If you've never browned butter, here are some tips to make your life easy: put your butter in a small pot and turn the heat on medium. Then, stir periodically and wait until the crackling dies down and dark brown bits are visible within the butter. That's it-- super easy!
These cookies are perfect. The brown sugar and molasses add a sweetness that goes great with the nutty Brown Butter. The slight bitterness of the dark chocolate chunks and sea salt complement the sweet and nutty flavors within. What you end up with is the BEST Chocolate Chip Cookie around.
The center is soft and chewy. As you move outwards, the cookie hardens, but doesn't gets crunchy until the very edge. Attaining this texture is all about how long the cookies stay in the oven. I baked mine (at 350°) for 5 and 1/2 minutes, then rotated 180°, and baked for another 5 and 1/2 minutes. Every oven is different, so you definitely want to check on them after 10 minutes. You should take the cookies out when the edges are just golden brown. I've always been an advocate of taking the cookies out early (other recipes like this call for around 14 minutes of baking) because that's how you end up with a soft center.
Once they're done, sprinkle on a bit of sea salt, pour a glass of milk, and eat up!
Timing: 30 minutes working (plus 2 hours chilling)
Yield: 30 cookies
- 1 cup (16 tablespoons) unsalted butter, softened to room temperature
- 1 cup light brown sugar, packed
- 2 teaspoons vanilla extract
- 1 teaspoon molasses
- 1/2 cup granulated sugar
- 1 large egg
- 1 large egg yolk
- 2 1/4 cups all-purpose flour
- 1 teaspoon salt
- 1 teaspoon baking soda
- 1 cup bittersweet chocolate chips
- 1/2 cup coarsely chopped pecans
- coarse sea salt, to sprinkle on top
- Line two baking sheets with parchment paper and set aside.
- Place half the butter (8 tablespoons) in a medium skillet. Melt the butter over medium heat, swirling it in the pan occasionally. It’ll foam and froth as it cooks, and start to crackle and pop. Once the crackling stops, keep a close eye on the melted butter, continuing to swirl the pan often. The butter will start to smell nutty, and brown bits will form in the bottom. Once the bits are amber brown (about 2 1/2 to 3 minutes or so after the sizzling stops), remove the butter from the burner and immediately pour it into a small bowl, bits and all. This will stop the butter from cooking and burning. Allow it to cool for 10 minutes.
- Beat the remaining 1/2 cup butter with the brown sugar for 3 to 5 minutes, until the mixture is very smooth.
- Beat in the vanilla extract and molasses.
- Pour the cooled brown butter into the bowl, along with the granulated sugar. Beat for 2 minutes, until smooth; the mixture will lighten in color and become fluffy.
- Add the egg and egg yolk, and beat for one minute more.

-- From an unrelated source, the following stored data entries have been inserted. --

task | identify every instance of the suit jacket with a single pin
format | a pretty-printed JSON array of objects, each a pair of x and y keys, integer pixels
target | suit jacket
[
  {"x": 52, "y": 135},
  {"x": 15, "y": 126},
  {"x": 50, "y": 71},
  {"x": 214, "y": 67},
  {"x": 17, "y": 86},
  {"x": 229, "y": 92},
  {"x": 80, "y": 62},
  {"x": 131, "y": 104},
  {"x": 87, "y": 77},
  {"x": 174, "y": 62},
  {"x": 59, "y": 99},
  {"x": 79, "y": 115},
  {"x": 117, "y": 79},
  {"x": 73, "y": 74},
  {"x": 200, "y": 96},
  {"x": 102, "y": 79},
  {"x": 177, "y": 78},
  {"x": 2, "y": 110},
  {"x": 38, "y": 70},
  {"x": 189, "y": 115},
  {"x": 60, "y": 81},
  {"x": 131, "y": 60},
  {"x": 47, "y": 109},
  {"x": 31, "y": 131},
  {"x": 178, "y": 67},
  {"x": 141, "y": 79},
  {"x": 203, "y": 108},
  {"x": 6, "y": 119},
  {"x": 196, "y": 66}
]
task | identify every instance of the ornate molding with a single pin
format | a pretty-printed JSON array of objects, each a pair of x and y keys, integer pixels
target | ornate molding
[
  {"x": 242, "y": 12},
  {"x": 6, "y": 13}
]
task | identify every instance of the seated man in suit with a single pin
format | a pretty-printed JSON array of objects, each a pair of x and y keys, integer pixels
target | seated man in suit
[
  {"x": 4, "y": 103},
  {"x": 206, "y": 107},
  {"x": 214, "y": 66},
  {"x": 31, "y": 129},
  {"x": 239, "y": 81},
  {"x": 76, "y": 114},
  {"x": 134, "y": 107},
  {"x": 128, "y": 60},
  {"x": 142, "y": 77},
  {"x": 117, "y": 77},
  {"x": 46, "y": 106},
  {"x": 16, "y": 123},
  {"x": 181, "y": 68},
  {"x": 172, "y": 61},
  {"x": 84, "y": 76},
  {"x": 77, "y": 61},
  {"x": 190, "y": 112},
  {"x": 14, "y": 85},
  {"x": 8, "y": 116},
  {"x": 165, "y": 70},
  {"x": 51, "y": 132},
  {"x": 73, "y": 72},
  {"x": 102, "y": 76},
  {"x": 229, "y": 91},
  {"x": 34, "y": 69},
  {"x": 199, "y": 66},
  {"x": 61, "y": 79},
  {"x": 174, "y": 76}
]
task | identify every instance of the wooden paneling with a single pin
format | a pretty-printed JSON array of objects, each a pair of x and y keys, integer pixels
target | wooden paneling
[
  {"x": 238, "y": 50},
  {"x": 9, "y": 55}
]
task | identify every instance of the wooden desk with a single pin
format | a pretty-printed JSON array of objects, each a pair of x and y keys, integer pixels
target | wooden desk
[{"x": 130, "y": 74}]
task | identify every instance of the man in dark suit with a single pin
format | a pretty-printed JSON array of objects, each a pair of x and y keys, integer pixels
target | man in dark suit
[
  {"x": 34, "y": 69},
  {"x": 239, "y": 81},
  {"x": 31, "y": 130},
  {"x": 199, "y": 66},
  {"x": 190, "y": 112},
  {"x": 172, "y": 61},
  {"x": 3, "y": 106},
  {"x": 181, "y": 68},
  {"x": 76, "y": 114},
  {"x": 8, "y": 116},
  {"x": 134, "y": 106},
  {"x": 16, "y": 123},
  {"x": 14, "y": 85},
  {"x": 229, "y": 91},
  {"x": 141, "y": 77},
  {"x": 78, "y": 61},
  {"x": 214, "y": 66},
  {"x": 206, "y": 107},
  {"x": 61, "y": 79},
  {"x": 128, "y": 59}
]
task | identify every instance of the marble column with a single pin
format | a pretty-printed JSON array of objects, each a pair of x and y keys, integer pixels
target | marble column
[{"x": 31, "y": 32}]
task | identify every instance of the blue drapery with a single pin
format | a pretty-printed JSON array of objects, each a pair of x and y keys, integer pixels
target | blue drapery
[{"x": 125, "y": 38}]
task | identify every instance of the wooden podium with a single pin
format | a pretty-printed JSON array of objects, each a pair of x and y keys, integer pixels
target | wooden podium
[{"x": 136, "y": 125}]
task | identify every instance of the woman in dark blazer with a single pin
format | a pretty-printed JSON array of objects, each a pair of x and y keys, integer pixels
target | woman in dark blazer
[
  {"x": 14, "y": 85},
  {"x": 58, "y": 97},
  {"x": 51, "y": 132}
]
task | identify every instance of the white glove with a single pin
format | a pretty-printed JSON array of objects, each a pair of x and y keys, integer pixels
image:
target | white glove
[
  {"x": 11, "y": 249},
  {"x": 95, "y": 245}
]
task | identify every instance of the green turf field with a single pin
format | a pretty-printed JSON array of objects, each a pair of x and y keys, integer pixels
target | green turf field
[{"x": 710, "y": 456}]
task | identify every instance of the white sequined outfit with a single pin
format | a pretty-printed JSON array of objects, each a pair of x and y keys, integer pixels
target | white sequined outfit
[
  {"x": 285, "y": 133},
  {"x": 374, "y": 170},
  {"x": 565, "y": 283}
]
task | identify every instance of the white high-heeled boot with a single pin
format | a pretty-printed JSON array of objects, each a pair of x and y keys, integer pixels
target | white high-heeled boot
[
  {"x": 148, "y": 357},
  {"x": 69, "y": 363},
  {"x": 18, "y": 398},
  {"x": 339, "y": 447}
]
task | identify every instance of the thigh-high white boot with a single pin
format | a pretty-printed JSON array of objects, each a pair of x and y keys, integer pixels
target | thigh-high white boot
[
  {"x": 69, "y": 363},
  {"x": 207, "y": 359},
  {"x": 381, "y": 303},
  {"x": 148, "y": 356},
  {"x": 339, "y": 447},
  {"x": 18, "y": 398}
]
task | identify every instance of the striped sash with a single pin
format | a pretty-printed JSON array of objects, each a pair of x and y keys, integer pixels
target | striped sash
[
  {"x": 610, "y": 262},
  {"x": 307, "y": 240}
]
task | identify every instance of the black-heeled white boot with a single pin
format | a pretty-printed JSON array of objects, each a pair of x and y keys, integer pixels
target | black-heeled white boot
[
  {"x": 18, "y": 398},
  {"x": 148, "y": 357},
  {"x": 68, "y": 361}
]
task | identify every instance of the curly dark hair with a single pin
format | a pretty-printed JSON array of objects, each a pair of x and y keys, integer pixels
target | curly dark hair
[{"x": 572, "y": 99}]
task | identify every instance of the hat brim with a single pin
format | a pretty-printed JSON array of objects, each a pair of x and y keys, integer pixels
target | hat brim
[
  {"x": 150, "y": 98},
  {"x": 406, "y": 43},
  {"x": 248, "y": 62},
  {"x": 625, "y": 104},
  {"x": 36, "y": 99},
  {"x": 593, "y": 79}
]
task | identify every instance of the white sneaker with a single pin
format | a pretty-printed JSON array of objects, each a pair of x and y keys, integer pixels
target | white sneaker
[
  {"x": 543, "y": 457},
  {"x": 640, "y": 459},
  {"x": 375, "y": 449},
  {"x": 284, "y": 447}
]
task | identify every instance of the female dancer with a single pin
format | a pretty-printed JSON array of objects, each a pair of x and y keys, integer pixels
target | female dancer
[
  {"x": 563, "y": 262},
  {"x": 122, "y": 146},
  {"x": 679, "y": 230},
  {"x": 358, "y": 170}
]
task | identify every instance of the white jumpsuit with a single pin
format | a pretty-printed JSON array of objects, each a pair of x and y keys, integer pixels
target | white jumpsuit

- Add the flour, salt, and baking soda, beating on low speed just until everything is incorporated.
- Use a spatula to fold in the chocolate chips and pecans and finish incorporating all of the dry flour bits into the dough.
- Scoop the dough onto a piece of parchment paper, waxed paper, or plastic wrap. Flatten it slightly into a thick disk, and refrigerate for at least 30 minutes. About 15 minutes before you’re ready to begin baking, place racks in the center and upper third of the oven and preheat your oven to 350°F.
- Scoop the dough in 2 tablespoon-sized balls onto the prepared baking sheets. Leave about 2″ between the cookies; they’ll spread as they bake.
- Sprinkle the cookies with sea salt, to taste — as much or as little as you like.
- Bake the cookies for 12 to 15 minutes, until they’re golden brown. Remove them from the oven, and allow them to rest on the baking sheet for at least 5 minutes before moving them.
- Serve warm; or cool completely, and store airtight at room temperature for several days. For longer storage, wrap well and freeze.
The dough can stay in the fridge for up to 3 days and in the freezer for up to one week. Once baked, the cookies can be kept in an airtight container for up to two days.